House prices in the north soar, while prices move down in the south
The price of property in the UK is varying according to region, says a research. Price of houses across the country are showing contrasting trends, with prices of properties in the north going up, while property prices in the south of the country moving down, said lender Nationwide Building Society. For example, the price of property in Manchester has been up, fuelled by growth in employment and record low mortgage rates.
The costs of property in the northern cities including Manchester, Birmingham and Edinburgh have registered an increase in recent times. The capital city of London is among the cities adversely affected in the property sector and it has registered low property prices in many years. Although, the property costs have been falling for some time, it is the first time that prices have gone down to this level in the capital. House prices in the capital have registered their first annual decline in eight years, making it the worst performing region in the country. To be precise, its previous worst performance was in the year 2005 when it recorded the lowest price across the country, according to data by the lender.
Data published by the lender indicates a marked slowdown in London, while prices in other parts of the country continue to increase.

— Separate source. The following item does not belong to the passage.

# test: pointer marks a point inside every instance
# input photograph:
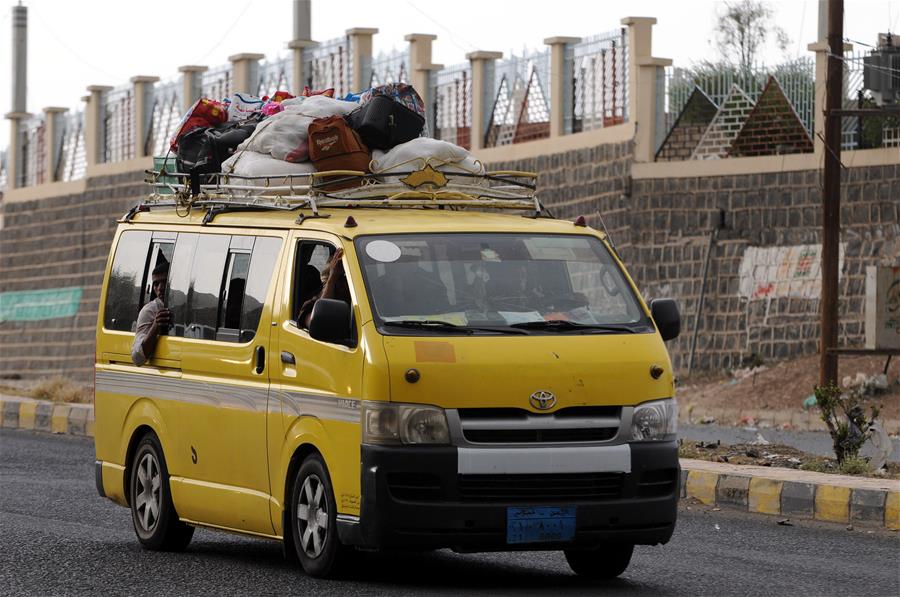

The price growth in the capital has been falling for some time but it is the first time since the financial crisis that figures have been revealed. London’s average prices fell 0.6pc in the year to September, compared to the national average growth of 2pc. The figures revealed a north-south divide as property costs in the northern parts of the country including West and East Midlands, Yorkshire and the north are going upwards but it is the opposite in case of the southern parts of the country.
The findings by the lender were confirmed by data from Hometrack, the house price analysts. According to the figures by the analysts, house prices have gone up in cities of Manchester, Birmingham and Edinburg outsmarting those in the capital that lags in overall growth. Hometrack said that Manchester recorded an annual house price growth of 7.3pc, Birmingham’s rate of growth was 6.7pc and Edinburgh was at 6.6pc.
The analyst said that the capital’s price growth rate is 1.9pc. The head of research at Hometrack, Richard Donnell, said that the pattern of the market will continue to be the so throughout the year and into the 2018. He said the momentum in price growth across regional cities will also continue to be the same. The average annual growth in house prices across the UK’s top 20 cities came down to 4.9% from 6.6% in the previous year.
But the figures have changed slightly in the past few months and prices have been up 2.5% between June and August. Data by Hometrack also showed that the value of property in the biggest 20 cities in the UK contribute 43% of the total value of the UK’s housing market. The total value of property in the largest cities stands at £3 trillion.